Faut-il rappeler les circonstances dans lesquelles ce texte est né, comment il a été « fabriqué » et « externalisé » ? Faut-il rappeler les incohérences déjà relevées, comme l’introduction de dispositions relatives à la vie des entreprises sans débat de fond avec les organisations salariales représentatives ? Faut-il rappeler que les sujets les plus hétéroclites s’acoquinent dans ce texte sans logique, du moins sans logique apparente, comme les schémas directeurs d’aménagement et de gestion des eaux qui côtoient le statut des agences de presse et l’immunité pour les membres de la MIVILUDES ?
Au milieu de toutes ces dispositions, certaines, nous voulons bien l’admettre, étaient attendues. Mais que n’ont-elles été examinées auparavant, dans une procédure qui aurait laissé à chaque assemblée le temps de travailler convenablement, sereinement, en prenant le temps de consulter qui de droit ?

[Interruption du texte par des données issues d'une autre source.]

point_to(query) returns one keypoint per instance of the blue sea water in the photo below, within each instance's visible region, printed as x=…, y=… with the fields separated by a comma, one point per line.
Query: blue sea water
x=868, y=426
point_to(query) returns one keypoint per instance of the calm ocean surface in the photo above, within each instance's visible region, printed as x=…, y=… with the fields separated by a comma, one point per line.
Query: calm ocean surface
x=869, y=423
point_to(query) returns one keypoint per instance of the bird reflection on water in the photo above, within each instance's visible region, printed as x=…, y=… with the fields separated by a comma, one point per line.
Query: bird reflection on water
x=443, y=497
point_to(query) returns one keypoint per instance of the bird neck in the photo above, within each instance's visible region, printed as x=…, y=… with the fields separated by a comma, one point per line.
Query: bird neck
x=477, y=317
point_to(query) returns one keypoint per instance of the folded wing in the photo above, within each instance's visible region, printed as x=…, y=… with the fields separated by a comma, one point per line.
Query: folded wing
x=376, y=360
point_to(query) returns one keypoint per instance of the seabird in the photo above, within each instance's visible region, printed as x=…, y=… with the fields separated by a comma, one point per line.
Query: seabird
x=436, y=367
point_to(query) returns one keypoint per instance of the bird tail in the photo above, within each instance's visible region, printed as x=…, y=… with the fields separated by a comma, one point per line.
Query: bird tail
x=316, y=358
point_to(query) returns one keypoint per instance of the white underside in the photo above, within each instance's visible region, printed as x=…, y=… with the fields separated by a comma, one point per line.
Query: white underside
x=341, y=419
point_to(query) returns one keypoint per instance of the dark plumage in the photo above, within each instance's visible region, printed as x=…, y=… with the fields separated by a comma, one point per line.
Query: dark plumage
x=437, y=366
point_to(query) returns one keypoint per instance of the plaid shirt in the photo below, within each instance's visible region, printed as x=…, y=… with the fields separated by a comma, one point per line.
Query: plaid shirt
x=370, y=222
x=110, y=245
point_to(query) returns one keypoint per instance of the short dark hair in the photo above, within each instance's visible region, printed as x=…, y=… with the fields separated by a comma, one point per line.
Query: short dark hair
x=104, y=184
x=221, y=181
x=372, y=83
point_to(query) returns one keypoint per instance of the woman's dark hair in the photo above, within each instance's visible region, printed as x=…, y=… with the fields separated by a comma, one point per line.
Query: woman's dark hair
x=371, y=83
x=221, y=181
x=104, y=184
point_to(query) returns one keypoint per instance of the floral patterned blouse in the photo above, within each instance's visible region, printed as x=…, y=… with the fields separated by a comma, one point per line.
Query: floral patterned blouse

Qui nous fera croire que les dispositions destinées à dynamiser le fonctionnement des entreprises, celles qui visent à simplifier la vie sociale des entreprises, à corriger les dispositifs fiscaux, comptables et douaniers, ne pouvaient pas, ne devaient pas être activées depuis bien longtemps, favorisant en cela même cette compétitivité des entreprises dont on parle tant aujourd'hui ? Effet de mode ? Effet de manche ? Pourquoi en cette fin de législature ?
Qu’y a-t-il de si urgent aujourd'hui à réviser les procédures d’autorisation de la petite hydroélectricité, alors que le Grenelle de l’environnement est en panne ? La même question peut être posée à propos du « contrat vendanges », de la filière forestière, du poids et des dimensions des véhicules ou encore des transferts de débits de boissons.
Je pourrais citer de la sorte les dispositions abracadabrantes de cette proposition de loi - oui, abracadabrantes, monsieur le secrétaire d’État - pour montrer, comme l’ont fait mes collègues, leur caractère touffu et hétéroclite. Mais à quoi bon ?
Pour conclure mon propos, monsieur le secrétaire d'État, je vous dirai, si vous en aviez douté une seconde, que je suis, bien des élus de mon département le savent, un farouche défenseur du monde de l’entreprise, du monde de l’économie. Je suis toute disposée à travailler, comme il faut et quand il faut, sur des textes qui ne donneront pas le sentiment d’avoir été adoptés par opportunité et dans le seul intérêt de quelques-uns.
Dans le respect de la tradition républicaine et humaniste de mon groupe, vous me trouverez toujours aux côtés de ceux qui défendent avec détermination et conviction les vertus et les principes de notre démocratie. (Applaudissements sur certaines travées du RDSE, ainsi que sur les travées du groupe écologiste, du groupe socialiste et du groupe CRC.)